Site Reliability Engineering Specialist

New

Montreal, Canada, Sapienza Consulting [1792]

Field(s) of expertise
Software Engineering
Job type
Permanent
Education
Bachelor
Deadline
30/12/2021

About this job

Sapienza Consulting, a tpgroup company is working with many exciting new ventures around the world involved with innovative New Space technologies surrounding earth observation.

SRE bridges the gap between development and operations, focusing on Digital Infrastructure availability and reliability, while DevOps focuses on continuity and speed of product development and delivery.

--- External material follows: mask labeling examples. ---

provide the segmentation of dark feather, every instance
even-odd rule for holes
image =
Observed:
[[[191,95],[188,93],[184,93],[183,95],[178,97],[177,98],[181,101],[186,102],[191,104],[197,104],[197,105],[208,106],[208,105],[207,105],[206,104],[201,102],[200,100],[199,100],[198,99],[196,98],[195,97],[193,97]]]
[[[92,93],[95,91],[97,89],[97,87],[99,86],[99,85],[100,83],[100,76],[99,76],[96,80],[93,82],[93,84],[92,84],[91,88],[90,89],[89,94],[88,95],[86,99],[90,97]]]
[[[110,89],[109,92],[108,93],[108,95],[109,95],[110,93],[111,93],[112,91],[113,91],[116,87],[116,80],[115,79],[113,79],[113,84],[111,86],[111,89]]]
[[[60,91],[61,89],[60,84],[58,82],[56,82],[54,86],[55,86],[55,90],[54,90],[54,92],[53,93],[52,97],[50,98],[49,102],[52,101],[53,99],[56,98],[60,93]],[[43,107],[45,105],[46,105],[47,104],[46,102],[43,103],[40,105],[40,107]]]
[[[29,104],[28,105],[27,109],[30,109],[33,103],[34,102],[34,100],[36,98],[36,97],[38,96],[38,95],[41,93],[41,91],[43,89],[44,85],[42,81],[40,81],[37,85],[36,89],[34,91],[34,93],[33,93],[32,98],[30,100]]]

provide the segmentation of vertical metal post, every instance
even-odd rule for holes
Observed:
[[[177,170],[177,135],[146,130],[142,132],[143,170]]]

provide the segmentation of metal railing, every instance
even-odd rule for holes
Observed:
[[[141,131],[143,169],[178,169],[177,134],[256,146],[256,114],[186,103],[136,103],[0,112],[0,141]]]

As a member of the Digital Infrastructure (DI) team, you will be in charge of the infrastructure, used to plan, research, develop, test, deploy and operate new data products at GHGSat. You will implement and improve observability and alerting of on-premise and cloud services, secure and improve the workflows of 120 employees. Your long-term goal is to make Production and Staging environments of our data products reliable, fast, cost-effective and secure.

Responsibilities

  • For the first few months, act as DevOps within a Development team: spearhead Staging environment in Kubernetes, automate deployments, scan code and containers for security, automate storing of artifacts, secure reproducibility of deployments to other systems
  • Then move to SRE activities: Evaluate and Design evolutions of the global infrastructure: IaC, deployments, automation, redundancy
  • Provision, configure, deploy, support, update and monitor web services: both on-premise and in the Cloud: Kubernetes, container registry, VM registry, python registry, object storage, security scanning tools, etc.
  • Optimize productivity of more than 80 developers, analysts and operators
  • Provision, support, troubleshoot and audit Identity Access Management for GHGSat employees, customers and partners.
  • Evaluate, schedule and execute system maintenances
  • Audit Cybersecurity internally regularly (employee access, application token, etc.)
  • Grow team knowledge with online training, Lunch & Learns
  • Assist other teams with their technical needs and choices
  • Collaborate pro-actively, persevere, ask for help to reach autonomy

Profile

  • You love Linux and FOSS technology stack (Kubernetes, nginx, docker, grafana, terraform, ansible)
  • You are qualified on at least one IAM service (Azure AD, AWS IAM, Google Cloud)
  • You embrace automation and observability
  • knowledge of Cybersecurity practices (phishing, threat and intrusion detection, SSL certificates, malware protection)
  • knowledge of deployment frameworks and orchestrators (ArgoCD, Mesos, Rancher, etc.)
  • knowledge of one distributed system (Apache Spark, Python Dask, AMQP, gRPC) would be nice
  • Strong will to learn new technologies ️
  • Bilingual French and English

Qualifications

  • Bachelor’s degree in information technology, computer science, software engineering or equivalent background
  • 5-10 years of experience as a SRE, DevOps or System Administrator
  • Ability to obtain Canadian government security clearance (Canadian Controlled Goods Program)